This investigation seeks to identify opportunities and systemic remedies to reduce the risk of wrong site anaesthetic nerve blocks occurring. Anaesthetic nerve blocks are injections to block pain in a specific region of the body.

Please note that this investigation has previously been known as 'wrong site interventions'.

Investigation summary

We were notified of an incident that took place at a specialist NHS orthopaedic centre in 2017. A 69-year-old man undergoing elective surgery on his right ankle had a nerve block administered to his left leg.

The investigation focuses on:

  • The Stop Before You Block process and its use nationally.
  • Specific distractions arising from this particular incident that impacted on the anaesthetic team.

Stop Before You Block is a national patient safety initiative that aims to reduce the incidence of inadvertent wrong-sided nerve block during regional anaesthesia.

Although the investigation and the report focus primarily on wrong site anaesthetic blocks, the findings, safety recommendations and safety observation may be beneficial when considering the development of other national patient safety initiatives.

Safety recommendations

We made two safety recommendations to the Royal College of Anaesthetists as a result of this investigation. We received their response to our recommendations within 90 days of publication of the investigation report.

We recommend that The Royal College of Anaesthetists establishes a specialist working group to evaluate the current practices used to reduce wrong site block incidents. This group should consider how safety initiatives to reduce wrong site blocks can be standardised in anaesthesia training and practice. It is recommended that the specialist working group consider the impact of: the patient’s state of consciousness, changes in a patient’s position and the prevalence of wrong site block incidents compared to the number of blocks administered.

We recommend that The Royal College of Anaesthetists ensures any further work identified by the specialist working group to reduce wrong site block incidents is subject to human factors-based testing and evaluation.

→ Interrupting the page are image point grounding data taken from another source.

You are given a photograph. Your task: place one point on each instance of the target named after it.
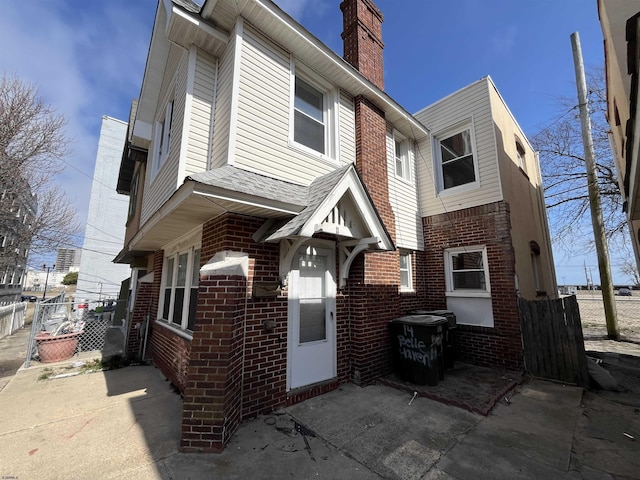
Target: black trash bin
(417, 348)
(449, 340)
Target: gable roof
(242, 181)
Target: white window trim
(405, 157)
(410, 287)
(467, 124)
(175, 254)
(330, 108)
(450, 290)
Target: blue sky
(87, 58)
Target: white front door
(312, 326)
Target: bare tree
(35, 214)
(564, 174)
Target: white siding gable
(472, 104)
(403, 197)
(263, 115)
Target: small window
(406, 273)
(309, 116)
(180, 292)
(313, 114)
(401, 155)
(455, 160)
(520, 155)
(162, 137)
(133, 196)
(467, 270)
(535, 266)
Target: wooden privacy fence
(552, 340)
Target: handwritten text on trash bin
(414, 349)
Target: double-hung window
(466, 270)
(313, 108)
(180, 292)
(401, 156)
(456, 162)
(406, 272)
(162, 138)
(309, 116)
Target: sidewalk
(126, 423)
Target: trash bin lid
(439, 313)
(427, 320)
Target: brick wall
(362, 37)
(484, 225)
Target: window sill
(178, 331)
(468, 293)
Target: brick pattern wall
(362, 37)
(488, 225)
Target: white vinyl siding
(404, 200)
(222, 116)
(346, 127)
(471, 104)
(201, 111)
(160, 187)
(262, 129)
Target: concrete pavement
(126, 423)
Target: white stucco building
(98, 277)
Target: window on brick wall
(467, 271)
(180, 288)
(456, 163)
(313, 108)
(406, 272)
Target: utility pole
(602, 249)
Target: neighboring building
(99, 278)
(620, 21)
(484, 214)
(68, 260)
(18, 207)
(283, 209)
(35, 280)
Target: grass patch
(82, 367)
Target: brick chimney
(362, 37)
(363, 46)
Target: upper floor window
(456, 162)
(313, 108)
(162, 138)
(406, 272)
(520, 155)
(466, 269)
(133, 195)
(401, 154)
(309, 122)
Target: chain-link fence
(62, 329)
(593, 320)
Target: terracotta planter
(56, 348)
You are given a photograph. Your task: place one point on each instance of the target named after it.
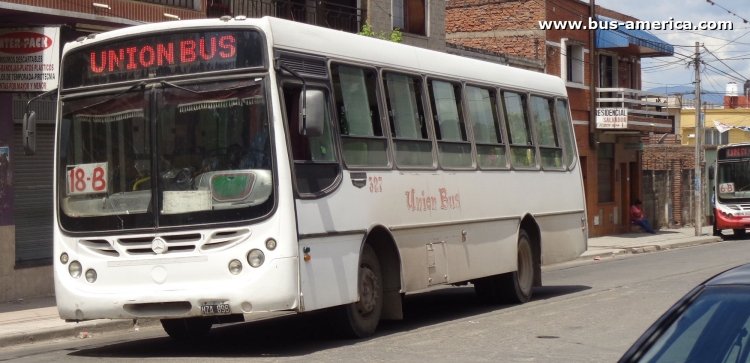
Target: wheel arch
(382, 241)
(530, 225)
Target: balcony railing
(646, 111)
(329, 14)
(187, 4)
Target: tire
(187, 329)
(360, 319)
(513, 287)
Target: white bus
(235, 169)
(731, 189)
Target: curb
(619, 250)
(81, 330)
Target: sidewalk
(36, 320)
(664, 239)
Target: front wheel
(187, 329)
(360, 319)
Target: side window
(488, 135)
(362, 139)
(406, 119)
(566, 132)
(549, 147)
(454, 149)
(522, 153)
(315, 164)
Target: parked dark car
(709, 324)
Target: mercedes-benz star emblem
(159, 246)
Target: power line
(712, 2)
(722, 62)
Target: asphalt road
(587, 312)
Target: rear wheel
(187, 329)
(360, 319)
(513, 287)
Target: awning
(634, 41)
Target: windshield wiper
(117, 95)
(172, 85)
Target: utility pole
(698, 145)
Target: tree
(394, 36)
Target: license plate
(215, 309)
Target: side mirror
(29, 132)
(312, 117)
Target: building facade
(26, 181)
(602, 70)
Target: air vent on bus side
(304, 65)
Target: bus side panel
(329, 278)
(487, 248)
(456, 253)
(563, 237)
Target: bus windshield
(165, 156)
(733, 180)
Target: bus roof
(301, 37)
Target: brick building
(603, 74)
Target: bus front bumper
(257, 294)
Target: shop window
(410, 16)
(574, 63)
(605, 172)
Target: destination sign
(162, 55)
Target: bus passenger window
(315, 164)
(488, 136)
(522, 153)
(454, 149)
(549, 147)
(406, 117)
(359, 118)
(567, 136)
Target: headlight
(75, 269)
(91, 275)
(255, 258)
(235, 267)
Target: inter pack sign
(29, 59)
(162, 55)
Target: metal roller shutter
(32, 179)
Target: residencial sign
(611, 118)
(29, 59)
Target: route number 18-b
(86, 178)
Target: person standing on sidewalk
(638, 217)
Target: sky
(726, 53)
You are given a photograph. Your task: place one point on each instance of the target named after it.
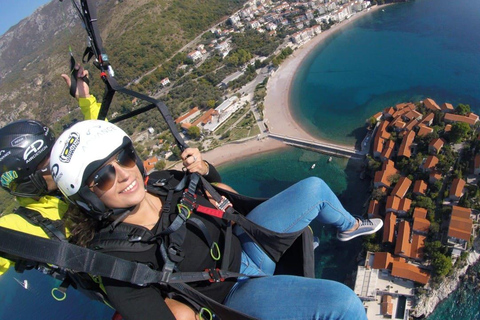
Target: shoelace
(364, 222)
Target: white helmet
(78, 153)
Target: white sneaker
(365, 226)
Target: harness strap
(69, 256)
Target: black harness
(293, 252)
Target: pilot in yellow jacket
(24, 156)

Combined response to both safety recommendations received 7 November 2018:

The Royal College of Anaesthetists welcomes the publication of the Healthcare Safety Investigation Branch’s (HSIB’s) report on Wrong Site Anaesthetic Nerve Block and supports the recommendation made that the College establishes a working party to evaluate current practices with a view to achieving standardisation.

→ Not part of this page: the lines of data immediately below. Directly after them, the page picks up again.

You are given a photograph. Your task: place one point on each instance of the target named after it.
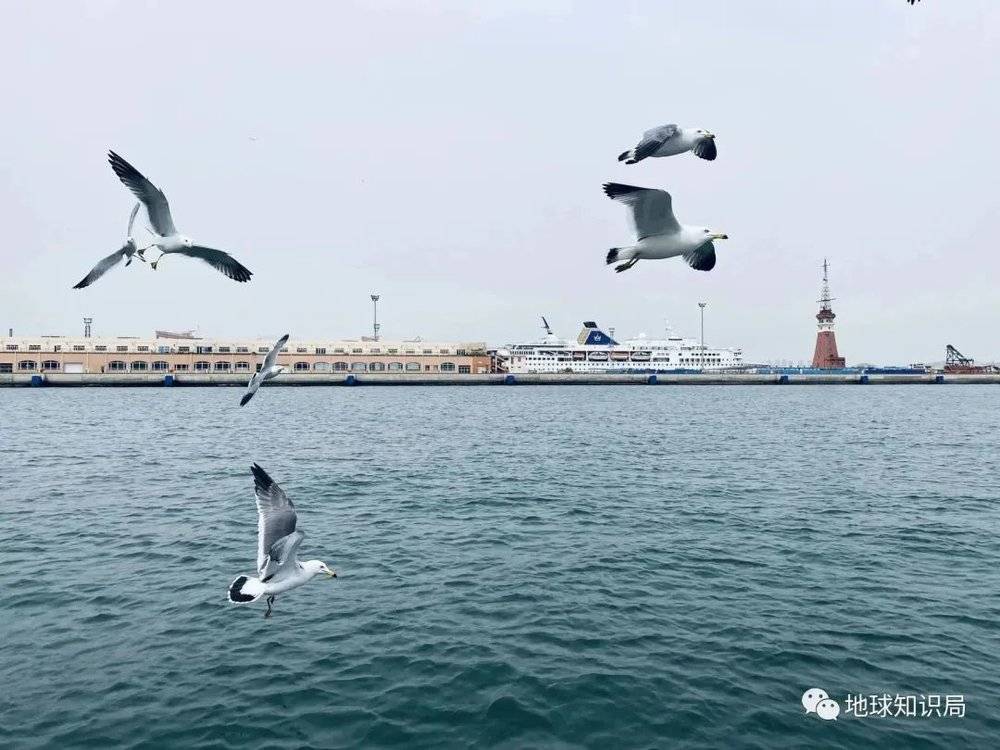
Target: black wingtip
(616, 189)
(260, 478)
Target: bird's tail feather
(244, 590)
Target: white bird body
(670, 140)
(268, 370)
(659, 234)
(278, 568)
(167, 238)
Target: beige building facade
(124, 354)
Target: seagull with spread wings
(168, 240)
(670, 140)
(658, 232)
(278, 541)
(128, 250)
(269, 369)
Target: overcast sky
(450, 156)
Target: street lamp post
(702, 306)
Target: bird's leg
(626, 265)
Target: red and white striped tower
(825, 355)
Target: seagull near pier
(670, 140)
(168, 240)
(128, 250)
(267, 370)
(278, 542)
(658, 232)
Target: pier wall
(64, 380)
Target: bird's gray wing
(151, 196)
(702, 258)
(275, 515)
(652, 212)
(705, 148)
(219, 260)
(106, 264)
(272, 356)
(653, 139)
(282, 553)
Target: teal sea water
(519, 566)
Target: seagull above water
(659, 234)
(669, 140)
(128, 250)
(277, 544)
(267, 370)
(168, 239)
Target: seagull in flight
(277, 544)
(168, 239)
(128, 250)
(658, 232)
(267, 370)
(669, 140)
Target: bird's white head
(318, 566)
(713, 235)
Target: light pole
(702, 306)
(375, 315)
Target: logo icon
(817, 701)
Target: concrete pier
(65, 380)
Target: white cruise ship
(595, 352)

In response, the College and the Association of Anaesthetists, working through the Safe Anaesthesia Liaison Group, will develop a specialist working group with key stakeholders to evaluate current practices with the aim of minimising the incidence of wrong site blocks. The group will also examine the human factors that increase the chances of wrong site block including patient position changes during procedures. The College will then take forward any work recommended by the group and ensure that human factors testing and evaluation form a key element in trialling any new or modified procedures.